Except I have one List A about 150 entries long, and about 100 List Bs about 10k entries long, so it would take me a very long time to do them all by hand like in the example.
>Binary sorting I can't program. Is there some software that I can use?
Evan Thomas
For each i in A: For each j in B: find the minimum (i - j) squared
You can use the excel functions to find this.
Jace Wilson
I don't understand this but I'll Google it, thank you.
Liam Foster
There are functions in excel.
There is a min function.
Matthew Sanchez
I'll make a script that does this for you for 5$ bucks.
Oliver Campbell
I'm finding some results, thank you very much.
I'd accept your offer if I could. Unfortunately I'm a neet and I own almost nothing, so I can't pay you.
Andrew Fisher
I would basically take the entire List A and then loop through List B checking if each number in B is closer than the previous for all in List A.
So you would assign 117 to all in the first item of List A, then in the second loop check if 124 is closer to the number in List A than 117 was, and continue. So you're looping List A inside List B.
The check can be a simple subtraction of B from A, changed to a positive number, if the result is smaller then the new number takes the place.
Parker Green
Am I retarded or is this all op needs: arr_a =sorted( [n1, n2, n3, ...]) arr_b = sorted([n1, n2, n3, ...])

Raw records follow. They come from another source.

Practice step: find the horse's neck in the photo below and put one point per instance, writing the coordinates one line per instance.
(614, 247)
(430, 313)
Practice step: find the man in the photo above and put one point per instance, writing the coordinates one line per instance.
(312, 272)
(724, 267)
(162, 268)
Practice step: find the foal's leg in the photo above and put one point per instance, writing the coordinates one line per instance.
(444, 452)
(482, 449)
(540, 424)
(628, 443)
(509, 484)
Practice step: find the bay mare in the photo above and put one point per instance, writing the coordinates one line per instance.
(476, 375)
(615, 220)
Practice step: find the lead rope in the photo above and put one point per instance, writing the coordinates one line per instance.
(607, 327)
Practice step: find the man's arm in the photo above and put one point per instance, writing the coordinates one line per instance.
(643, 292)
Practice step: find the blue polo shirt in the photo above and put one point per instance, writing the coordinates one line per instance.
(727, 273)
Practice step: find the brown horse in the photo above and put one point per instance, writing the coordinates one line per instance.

for a, b in zip(arr_a, arr_b): print(a, 'closest to: ', b)
Ian Collins
But I can't code, so I'm asking for some software that does it for me.

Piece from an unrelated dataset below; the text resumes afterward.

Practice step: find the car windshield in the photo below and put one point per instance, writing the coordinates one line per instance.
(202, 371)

I'm currently trying in Excel
Nicholas Wilson
Nope. It's that easy.
Nicholas Lee
Feel like this would match 261 to 124...
Elijah Miller
Can you match two items from list A to one item from list B?
It took me a while because my version is not in Italian so I had to translate the function and change a few things, but it seems to be working.

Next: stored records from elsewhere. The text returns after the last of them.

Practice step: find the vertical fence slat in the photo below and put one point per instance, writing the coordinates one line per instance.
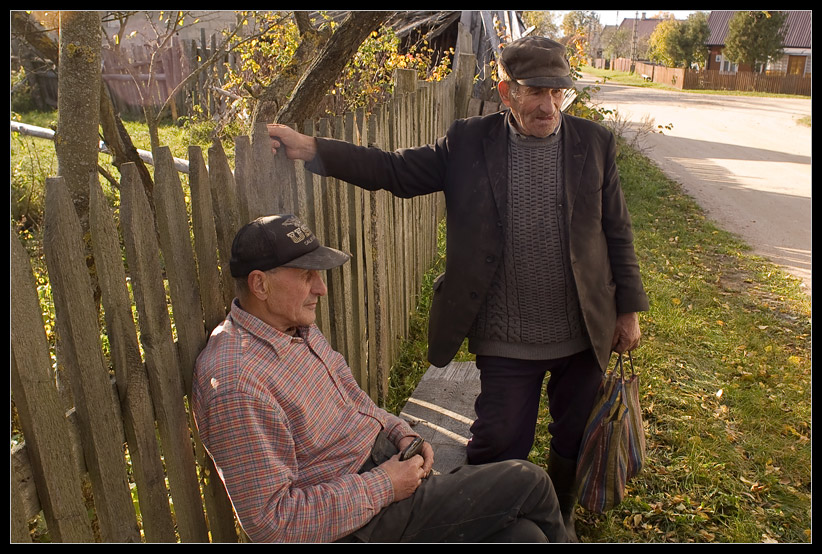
(205, 240)
(77, 324)
(392, 242)
(242, 176)
(227, 213)
(315, 201)
(218, 506)
(132, 380)
(180, 267)
(40, 410)
(162, 359)
(269, 192)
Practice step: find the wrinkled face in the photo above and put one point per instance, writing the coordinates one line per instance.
(536, 110)
(293, 297)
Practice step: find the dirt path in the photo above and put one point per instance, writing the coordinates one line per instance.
(745, 160)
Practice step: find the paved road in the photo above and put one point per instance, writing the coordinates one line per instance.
(745, 160)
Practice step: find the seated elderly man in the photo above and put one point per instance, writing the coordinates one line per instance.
(305, 454)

Thanks a lot to everyone who tried to help. I really appreciate it.
Josiah James
Glad you managed it, here's what I could come up with in python. #!/usr/bin/env python3
A = [118, 261, 315, 395] B = [117, 124, 257, 296, 348, 351, 395, 408]
S = dict()
for a, b in [ (a, b) for a in A for b in B ]: if a not in S or abs(a - b) < abs(a - S[a]): S[a] = b
print(S)
Oliver White
I can't find words for how atrocious this is. I also tried to make the same thing work, and my Excel is in Russian, and apparently it requires all function to be written using Russian functions names, English ones don't work. What was Microsoft thinking? I'm sure this was not a thing in earlier versions of Excel, when did this tsart?
Elijah Rogers
Thank you. Just out of curiosity, with this you need to paste in the tho lists for each script (since there are several List Bs), correct?
Yeah, it took me an hour to fiddle with words and punctuation to make it work. I guess it's for your average accountants and cubicle workers who don't know English and would be totally confused by weird words that don't make sense, but for people who do things in English it's an absolute pain. Especially if there are no resources in your language for what you need to do.
Ian Young
it's just a mockup, we could easily read the lists from text files, one number by line
Christian Sanchez
Ah, neat.
Charles Davis
>Just out of curiosity, with this you need to paste in the tho lists for each script (since there are several List Bs), correct? The best idea, I guess, would be to put List A into the script and then pass List B to the script at runtime, or have it read from a file that you just change out.
Dylan Harris
I see, thank you.
Jonathan Clark
Now it reads all files in the "data" folder, one number per line, and outputs the corresponding numbers from the first list that has to be hardcoded in the script
#!/usr/bin/env python3
import os path = 'data' A = [118, 261, 315, 395]
for f in os.listdir(path): B = [ int(line) for line in open(path + '/' + f) ] S = dict() for a, b in [ (a, b) for a in A for b in B ]: if a not in S or abs(a - b) < abs(a - S[a]): S[a] = b for v in S.values(): print(v) print('---')
Benjamin Powell
>for a, b in [ (a, b) for a in A for b in B ]: stop this shit import itertools
for x, y in itertools.product(a,b): print(x, y)
James Myers
it's that bad?
Sebastian Evans
how about this:
var arr_a = [118, 261, 315, 395] var arr_b = [117, 124, 257, 296, 348, 351, 395, 408]
Thank you, but I already solved it with Excel (see ). Also I can't code, so I don't really know what to do with that, but I appreciate your effort, thank you very much.